LA CORTE SUPREMA DI CASSAZIONE
SEZIONE SESTA CIVILE
SOTTOSEZIONE 1
Composta dagli Ill.mi Sigg.ri Magistrati:
Dott. SALME’ Giuseppe – rel. Presidente –
Dott. SALVAGO Salvatore – Consigliere –
Dott. FORTE Fabrizio – Consigliere –
Dott. MACIOCE Luigi – Consigliere –
Dott. DIDONE Antonio – Consigliere –
ha pronunciato la seguente:
sentenza
sul ricorso 29877-2010 proposto da:
FALLIMENTO D.E. SISTEMI SRL n. 182/2009 *****, ricorrente che non ha depositato il ricorso nei termini prescritti dalla legge;
– ricorrente non costituita –
contro
ANTONIO MERLONI SPA IN AMMINISTRAZIONE STRAORDINARIA (A.S. 01/2008) in persona dei Commissari Straordinari, elettivamente domiciliata in ROMA, VIA PINCIANA 25, presso lo studio dell’avvocato DI GRAVIO VALERIO, che la rappresenta e difende, giusta procura speciale a margine del controricorso;
– controricorrente –
avverso il decreto n. 4662/09 del TRIBUNALE di ANCONA, depositato il 28/09/2010;
udita la relazione della causa svolta nella pubblica udienza del 27/10/2011 dal Presidente Relatore Dott. GIUSEPPE SALME’.
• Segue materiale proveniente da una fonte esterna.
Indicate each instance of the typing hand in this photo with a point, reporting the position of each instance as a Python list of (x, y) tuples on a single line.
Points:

E’ presente il Procuratore Generale in persona del Dott. ROSARIO GIOVANNI RUSSO che ha concluso per l’improcedibilità del ricorso.
FATTO E DIRITTO
Rilevato che il Fallimento D.E. Sistemi s.r.l. ricorre per cassazione avverso il decreto del tribunale di Ancona del 28 settembre 2010;
letto il controricorso della Antonio Merloni s.p.a. in amministrazione straordinaria;
rilevato che il ricorso non è stato depositato ai sensi dell’art. 369 c.p.c. e che, pertanto, è improcedibile;
che le spese seguono la soccombenza.
P.Q.M.
La corte dichiara il ricorso improcedibile e condanna il ricorrente al pagamento delle spese con Euro 965,00 (Euro 100,00 per esborsi) oltre alle spese generali e agli accessori come per legge.
Così deciso in Roma, nella camera di consiglio della Sezione Sesta Civile – 1, il 27 ottobre 2011.